Our mission - get to Melbourne, Florida, and get our drones ready for aerial coverage of Hurricane Matthew for The Weather Channel.
We packed up the gear, stopped by the store for some non-perishable foods (if I ever see another PopTart again, it’ll be too soon), filled up the gas tank and gas cans, and headed south.
Once we met up with our team - producers Steve Petyerak and Mike Fomil, photojournalist Brad Reynolds, satellite truck operator Trey Howell, and of course, the man nobody wants to see before a storm - Jim Cantore.
They say if you see Jim Cantore come to your town, it’s time to leave, because something bad is about to happen. What does it mean if you’re cramped in the very same rental house with him? We were TOAST!
The next morning, we were up flying early on Melbourne Beach, getting some cool “before” shots, and listening to Jim tell viewers about the impending hurricane, which at that point, was a category 4.
Afterwards, a quick meeting of the minds to decide where the best and safest place would be to ride out the storm, and then we went on the move to Fort Pierce.

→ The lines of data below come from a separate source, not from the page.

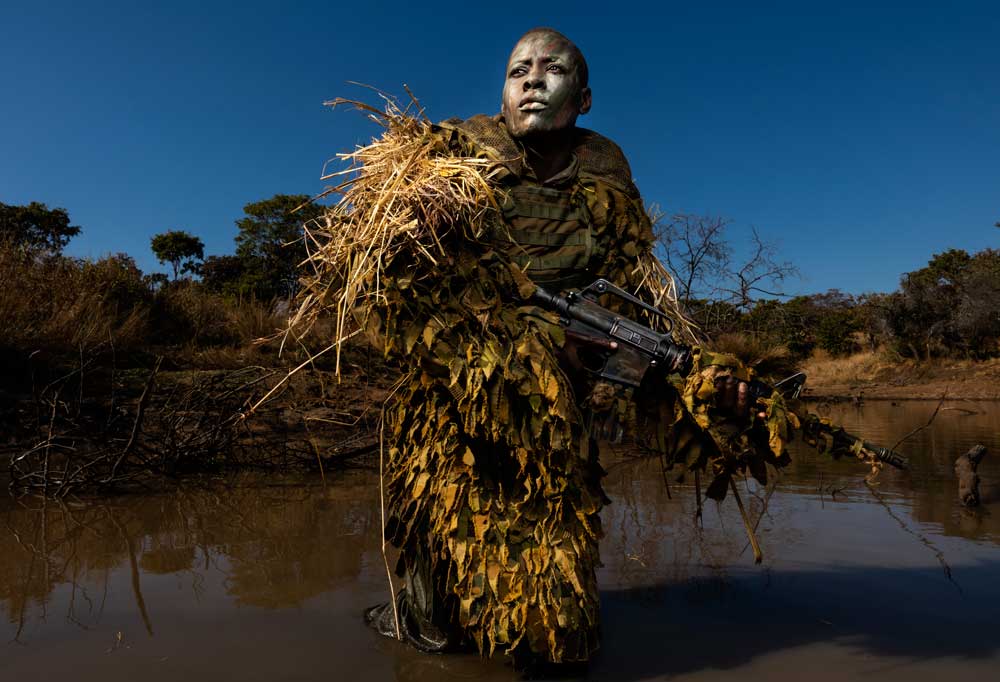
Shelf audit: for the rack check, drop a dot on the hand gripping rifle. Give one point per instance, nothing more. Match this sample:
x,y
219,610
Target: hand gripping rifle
x,y
630,349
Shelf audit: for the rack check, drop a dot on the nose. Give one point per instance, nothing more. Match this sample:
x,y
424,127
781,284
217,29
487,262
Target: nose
x,y
535,80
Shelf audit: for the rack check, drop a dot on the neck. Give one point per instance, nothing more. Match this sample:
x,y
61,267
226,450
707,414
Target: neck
x,y
548,153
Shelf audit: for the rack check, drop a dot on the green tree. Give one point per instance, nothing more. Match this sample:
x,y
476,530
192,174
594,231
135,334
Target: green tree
x,y
270,242
36,226
178,248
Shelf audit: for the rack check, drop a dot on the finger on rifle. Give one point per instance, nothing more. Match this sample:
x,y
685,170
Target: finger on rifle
x,y
725,398
742,395
595,341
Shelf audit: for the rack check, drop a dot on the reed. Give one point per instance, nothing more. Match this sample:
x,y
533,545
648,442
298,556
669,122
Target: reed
x,y
401,195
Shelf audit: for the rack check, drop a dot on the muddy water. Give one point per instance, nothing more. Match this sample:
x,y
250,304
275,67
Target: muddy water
x,y
264,579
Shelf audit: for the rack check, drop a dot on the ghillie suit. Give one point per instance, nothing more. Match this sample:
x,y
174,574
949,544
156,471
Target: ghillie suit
x,y
492,479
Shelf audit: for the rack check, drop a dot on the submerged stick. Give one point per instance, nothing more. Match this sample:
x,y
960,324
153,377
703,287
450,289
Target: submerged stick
x,y
968,479
381,499
758,555
697,494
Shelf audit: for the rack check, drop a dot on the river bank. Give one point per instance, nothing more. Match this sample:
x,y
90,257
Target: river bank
x,y
875,376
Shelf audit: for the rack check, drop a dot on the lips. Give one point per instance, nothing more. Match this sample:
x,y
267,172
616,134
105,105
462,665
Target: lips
x,y
532,105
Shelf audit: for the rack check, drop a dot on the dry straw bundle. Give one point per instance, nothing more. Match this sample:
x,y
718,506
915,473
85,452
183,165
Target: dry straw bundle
x,y
400,196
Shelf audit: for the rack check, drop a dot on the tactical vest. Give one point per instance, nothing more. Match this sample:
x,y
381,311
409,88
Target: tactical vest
x,y
548,230
548,233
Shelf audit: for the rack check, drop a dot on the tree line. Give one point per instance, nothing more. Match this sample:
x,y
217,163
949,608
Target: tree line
x,y
950,307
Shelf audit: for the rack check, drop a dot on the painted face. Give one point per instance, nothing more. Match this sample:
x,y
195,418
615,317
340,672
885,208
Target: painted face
x,y
542,92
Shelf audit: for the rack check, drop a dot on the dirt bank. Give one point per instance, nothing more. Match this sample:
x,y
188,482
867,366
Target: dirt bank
x,y
874,375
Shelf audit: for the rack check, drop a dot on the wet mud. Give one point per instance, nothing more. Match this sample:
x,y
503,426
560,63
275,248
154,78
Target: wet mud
x,y
265,577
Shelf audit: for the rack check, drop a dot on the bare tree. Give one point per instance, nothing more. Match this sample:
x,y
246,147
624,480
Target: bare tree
x,y
698,254
695,250
761,274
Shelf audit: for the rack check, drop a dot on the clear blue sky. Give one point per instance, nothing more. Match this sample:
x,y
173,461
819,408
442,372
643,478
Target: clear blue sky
x,y
861,138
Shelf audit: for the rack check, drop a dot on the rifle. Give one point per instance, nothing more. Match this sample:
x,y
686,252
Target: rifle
x,y
630,350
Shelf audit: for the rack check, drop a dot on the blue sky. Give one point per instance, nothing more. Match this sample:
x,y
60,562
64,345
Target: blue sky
x,y
861,138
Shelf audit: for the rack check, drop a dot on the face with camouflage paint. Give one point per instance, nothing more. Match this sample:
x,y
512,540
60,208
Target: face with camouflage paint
x,y
543,92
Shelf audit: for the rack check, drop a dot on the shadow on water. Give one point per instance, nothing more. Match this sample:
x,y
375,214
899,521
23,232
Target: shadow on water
x,y
896,617
259,578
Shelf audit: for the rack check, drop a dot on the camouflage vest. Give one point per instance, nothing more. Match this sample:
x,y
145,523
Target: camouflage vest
x,y
547,228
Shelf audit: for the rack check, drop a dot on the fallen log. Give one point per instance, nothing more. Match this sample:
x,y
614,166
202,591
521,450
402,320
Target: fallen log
x,y
968,479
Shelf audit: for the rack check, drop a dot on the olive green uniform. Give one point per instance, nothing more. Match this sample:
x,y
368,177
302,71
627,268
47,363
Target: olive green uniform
x,y
493,485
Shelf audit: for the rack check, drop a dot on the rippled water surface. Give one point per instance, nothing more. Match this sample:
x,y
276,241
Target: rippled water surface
x,y
256,578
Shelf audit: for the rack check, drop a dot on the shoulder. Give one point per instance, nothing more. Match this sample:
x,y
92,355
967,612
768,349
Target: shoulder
x,y
603,160
600,159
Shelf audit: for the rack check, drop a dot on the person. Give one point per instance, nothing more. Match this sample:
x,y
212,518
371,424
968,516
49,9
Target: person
x,y
493,480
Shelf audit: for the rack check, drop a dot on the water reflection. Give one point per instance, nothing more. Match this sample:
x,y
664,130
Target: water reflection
x,y
265,579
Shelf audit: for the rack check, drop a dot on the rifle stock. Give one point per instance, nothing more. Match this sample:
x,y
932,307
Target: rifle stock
x,y
631,349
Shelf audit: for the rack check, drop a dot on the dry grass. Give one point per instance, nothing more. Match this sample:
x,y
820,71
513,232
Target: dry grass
x,y
398,195
769,360
857,369
57,304
882,374
405,194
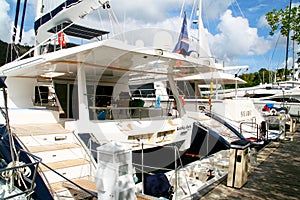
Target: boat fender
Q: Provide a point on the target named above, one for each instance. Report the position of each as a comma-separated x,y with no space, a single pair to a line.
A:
273,111
19,172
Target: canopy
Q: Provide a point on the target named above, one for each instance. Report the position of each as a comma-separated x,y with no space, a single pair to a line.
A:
216,77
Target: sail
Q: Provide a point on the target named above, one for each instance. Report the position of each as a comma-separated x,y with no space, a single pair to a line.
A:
182,45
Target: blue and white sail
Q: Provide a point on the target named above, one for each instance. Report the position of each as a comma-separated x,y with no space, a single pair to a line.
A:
182,45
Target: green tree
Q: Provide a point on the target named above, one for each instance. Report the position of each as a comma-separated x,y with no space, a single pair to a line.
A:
285,20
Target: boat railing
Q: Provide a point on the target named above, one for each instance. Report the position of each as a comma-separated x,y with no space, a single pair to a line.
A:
24,173
252,124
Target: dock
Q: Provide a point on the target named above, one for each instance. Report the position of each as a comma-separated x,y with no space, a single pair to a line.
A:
276,174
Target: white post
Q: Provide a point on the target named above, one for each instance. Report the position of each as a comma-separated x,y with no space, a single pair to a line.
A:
82,93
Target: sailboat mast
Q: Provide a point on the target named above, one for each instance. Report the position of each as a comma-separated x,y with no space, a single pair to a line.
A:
287,42
202,41
39,9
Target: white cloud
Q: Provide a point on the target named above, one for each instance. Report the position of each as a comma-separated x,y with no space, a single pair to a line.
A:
262,22
5,22
236,38
215,8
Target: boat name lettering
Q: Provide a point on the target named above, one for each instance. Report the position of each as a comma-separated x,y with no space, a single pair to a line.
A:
184,127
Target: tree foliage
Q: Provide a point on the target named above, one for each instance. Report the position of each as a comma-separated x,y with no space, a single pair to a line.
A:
285,20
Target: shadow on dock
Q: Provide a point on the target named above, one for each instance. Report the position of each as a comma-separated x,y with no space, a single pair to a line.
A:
276,175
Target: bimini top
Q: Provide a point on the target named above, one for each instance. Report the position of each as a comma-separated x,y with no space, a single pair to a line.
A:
77,30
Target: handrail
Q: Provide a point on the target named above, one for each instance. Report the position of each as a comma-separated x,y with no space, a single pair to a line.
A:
28,190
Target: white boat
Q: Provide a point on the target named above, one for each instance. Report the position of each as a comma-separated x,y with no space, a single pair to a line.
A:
59,100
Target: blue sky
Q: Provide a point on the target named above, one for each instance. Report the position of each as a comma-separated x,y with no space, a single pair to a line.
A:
237,32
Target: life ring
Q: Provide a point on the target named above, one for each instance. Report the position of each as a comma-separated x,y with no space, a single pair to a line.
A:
182,100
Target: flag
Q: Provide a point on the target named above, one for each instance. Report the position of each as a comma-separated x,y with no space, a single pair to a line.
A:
182,45
61,39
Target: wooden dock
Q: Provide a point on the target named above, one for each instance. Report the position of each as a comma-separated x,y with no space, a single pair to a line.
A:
276,176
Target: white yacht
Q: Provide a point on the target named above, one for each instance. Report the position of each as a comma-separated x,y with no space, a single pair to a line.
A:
60,103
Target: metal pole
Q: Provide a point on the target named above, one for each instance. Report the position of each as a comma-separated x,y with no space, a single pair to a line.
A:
142,168
287,42
175,173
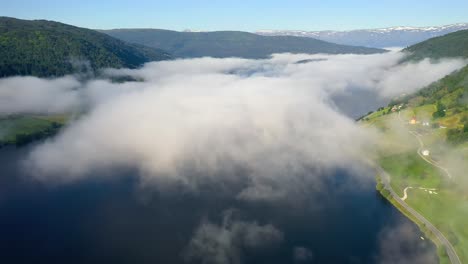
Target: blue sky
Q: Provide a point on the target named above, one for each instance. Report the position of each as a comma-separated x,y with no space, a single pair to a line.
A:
241,15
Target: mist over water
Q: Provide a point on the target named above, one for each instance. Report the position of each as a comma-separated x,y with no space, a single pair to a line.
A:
209,161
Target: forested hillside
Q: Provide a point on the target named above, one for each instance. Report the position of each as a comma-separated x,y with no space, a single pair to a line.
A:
447,46
46,48
230,43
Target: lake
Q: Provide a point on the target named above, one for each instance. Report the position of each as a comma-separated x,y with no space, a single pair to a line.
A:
112,220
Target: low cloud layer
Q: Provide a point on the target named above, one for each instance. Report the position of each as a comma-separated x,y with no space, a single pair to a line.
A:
399,245
272,118
226,243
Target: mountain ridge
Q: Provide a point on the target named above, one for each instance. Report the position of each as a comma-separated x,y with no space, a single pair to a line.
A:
46,48
397,36
229,43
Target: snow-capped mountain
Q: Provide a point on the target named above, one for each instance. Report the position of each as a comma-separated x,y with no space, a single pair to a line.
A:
378,38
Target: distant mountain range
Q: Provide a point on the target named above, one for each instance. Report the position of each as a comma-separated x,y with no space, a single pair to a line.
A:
379,38
448,46
46,48
229,43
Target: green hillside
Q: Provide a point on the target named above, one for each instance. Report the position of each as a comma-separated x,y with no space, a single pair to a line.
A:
424,145
46,48
229,43
447,46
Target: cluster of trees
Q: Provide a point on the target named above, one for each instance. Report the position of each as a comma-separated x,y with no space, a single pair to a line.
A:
45,48
450,45
25,138
440,112
458,135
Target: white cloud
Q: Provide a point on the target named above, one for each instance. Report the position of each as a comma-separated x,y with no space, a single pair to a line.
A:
271,117
225,243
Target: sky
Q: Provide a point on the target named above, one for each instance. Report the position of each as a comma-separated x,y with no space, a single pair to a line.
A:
240,15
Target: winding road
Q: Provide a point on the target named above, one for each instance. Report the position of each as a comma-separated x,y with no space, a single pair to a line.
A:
451,253
385,177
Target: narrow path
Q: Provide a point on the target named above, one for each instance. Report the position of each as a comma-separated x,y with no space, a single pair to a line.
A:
451,253
421,146
385,177
405,191
405,195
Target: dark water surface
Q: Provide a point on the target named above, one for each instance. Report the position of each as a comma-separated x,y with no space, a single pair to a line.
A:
111,220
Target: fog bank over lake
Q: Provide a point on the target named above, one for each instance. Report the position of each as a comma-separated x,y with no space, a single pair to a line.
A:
210,161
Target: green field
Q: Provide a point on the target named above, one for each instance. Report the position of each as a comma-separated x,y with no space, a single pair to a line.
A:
22,129
447,207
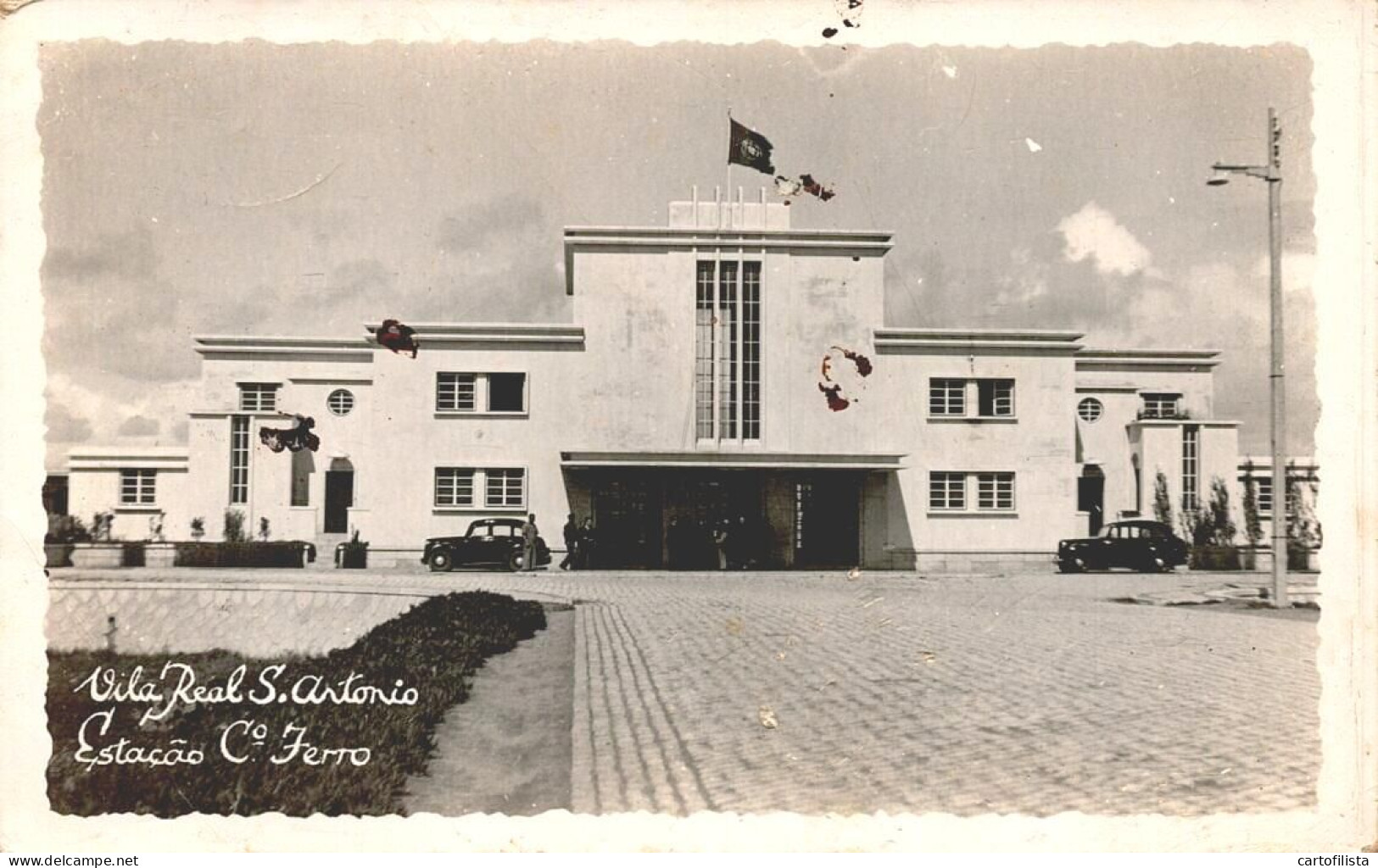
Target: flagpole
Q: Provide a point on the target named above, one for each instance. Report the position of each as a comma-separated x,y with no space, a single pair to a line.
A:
725,220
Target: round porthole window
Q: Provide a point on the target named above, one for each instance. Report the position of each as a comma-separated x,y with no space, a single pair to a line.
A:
341,401
1091,409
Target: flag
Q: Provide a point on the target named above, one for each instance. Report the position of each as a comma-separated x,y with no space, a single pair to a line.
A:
749,147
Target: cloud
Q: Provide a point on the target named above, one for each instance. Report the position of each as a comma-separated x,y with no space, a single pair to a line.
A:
112,411
138,426
105,291
1095,233
66,426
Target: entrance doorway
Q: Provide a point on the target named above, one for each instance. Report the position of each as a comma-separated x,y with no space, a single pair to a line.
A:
339,496
1091,498
827,511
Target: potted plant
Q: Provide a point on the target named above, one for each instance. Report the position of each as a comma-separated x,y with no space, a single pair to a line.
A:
1252,524
1304,532
1212,531
352,554
64,532
101,551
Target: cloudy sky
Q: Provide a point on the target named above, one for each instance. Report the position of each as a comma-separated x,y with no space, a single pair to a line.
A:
304,189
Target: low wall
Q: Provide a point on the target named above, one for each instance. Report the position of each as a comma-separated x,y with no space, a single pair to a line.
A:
969,561
260,623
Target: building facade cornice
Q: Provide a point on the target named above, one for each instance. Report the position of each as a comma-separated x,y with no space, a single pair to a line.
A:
974,341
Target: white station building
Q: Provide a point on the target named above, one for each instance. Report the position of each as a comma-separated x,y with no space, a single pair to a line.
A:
703,378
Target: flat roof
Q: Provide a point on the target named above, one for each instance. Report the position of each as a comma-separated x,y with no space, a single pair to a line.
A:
732,460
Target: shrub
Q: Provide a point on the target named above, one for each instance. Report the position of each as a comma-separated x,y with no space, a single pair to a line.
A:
235,526
1214,557
66,529
1252,524
434,648
240,554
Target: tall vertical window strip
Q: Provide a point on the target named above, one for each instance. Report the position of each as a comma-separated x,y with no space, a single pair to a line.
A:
703,353
1191,455
751,350
728,350
137,487
240,459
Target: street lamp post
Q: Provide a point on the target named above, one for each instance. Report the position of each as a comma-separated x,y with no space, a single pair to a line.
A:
1271,172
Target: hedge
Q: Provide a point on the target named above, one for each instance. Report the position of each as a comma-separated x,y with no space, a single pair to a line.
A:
434,649
1214,557
242,554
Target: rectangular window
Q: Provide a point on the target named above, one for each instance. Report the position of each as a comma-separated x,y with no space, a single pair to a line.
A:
137,487
1265,496
470,393
728,350
947,491
258,397
1161,405
1191,455
506,487
240,459
454,487
996,397
456,392
302,478
947,397
996,491
506,393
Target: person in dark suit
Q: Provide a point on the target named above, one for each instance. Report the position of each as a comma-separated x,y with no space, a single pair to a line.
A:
571,543
586,544
528,543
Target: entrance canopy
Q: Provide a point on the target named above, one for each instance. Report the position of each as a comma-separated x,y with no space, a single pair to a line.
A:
734,460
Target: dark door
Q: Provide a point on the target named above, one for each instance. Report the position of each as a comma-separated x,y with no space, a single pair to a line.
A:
339,498
1091,499
827,521
626,524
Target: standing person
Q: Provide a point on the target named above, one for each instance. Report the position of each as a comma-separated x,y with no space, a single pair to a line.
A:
674,543
571,543
720,542
528,543
586,544
742,544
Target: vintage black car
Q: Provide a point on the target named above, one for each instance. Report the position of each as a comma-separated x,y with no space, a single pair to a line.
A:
1148,546
488,542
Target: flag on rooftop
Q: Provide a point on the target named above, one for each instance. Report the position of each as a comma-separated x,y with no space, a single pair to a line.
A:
749,147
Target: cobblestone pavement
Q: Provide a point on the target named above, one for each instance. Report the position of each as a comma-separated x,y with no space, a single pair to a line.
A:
1025,693
893,692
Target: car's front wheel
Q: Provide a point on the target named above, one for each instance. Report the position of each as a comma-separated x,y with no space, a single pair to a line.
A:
1155,564
441,561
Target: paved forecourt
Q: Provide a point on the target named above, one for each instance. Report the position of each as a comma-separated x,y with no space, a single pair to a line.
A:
895,692
863,692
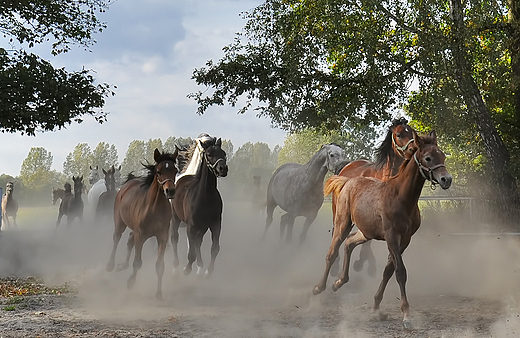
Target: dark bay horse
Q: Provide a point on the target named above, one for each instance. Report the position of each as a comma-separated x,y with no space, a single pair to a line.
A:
384,210
143,205
397,144
105,204
199,205
298,189
9,205
57,194
71,204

This time, we shacked up in two hotels — the Hampton Inn and the Comfort Suites - and much to my surprise, the wonderful manager at the Hampton Inn - Diane - allowed us to use the oven to cook some of the delicious food Trey had brought along with him.
Once the revelry and feasting was over, things started to get real. Wind speeds started to flirt with hurricane strength - around 70 miles per hour - and while we couldn’t fly the drone, we were in for the long haul, helping Jim, Steve and the rest of the crew keep their shot on the air.
Daylight broke, and along with it came calmer winds, and we set out to see what damage we could show via drone. We found some in Flagler Beach, some in Jacksonville, and much of the beach in between was completely closed to anybody.
Meanwhile, a second Atlanta Drone team was dispatched to Charleston to cover the epic floods that were brewing thanks to the hurricane, and they again head East while everybody else was heading West.
That team got even more amazing shots of flooded streets in Charleston - the likes of which they haven’t seen in many years.
All in all, our two teams were honored to be a part of the coverage, even in some small way, to help provide viewers with context, education and safety warnings you could only truly appreciate from the air.
When it was all said and done, and I had time to reflect, my friends at WABE’s A Closer Look, Rose Scott, Jim Burress and producer Candace Wheeler, gave me the opportunity to talk about our coverage of the storm by drone.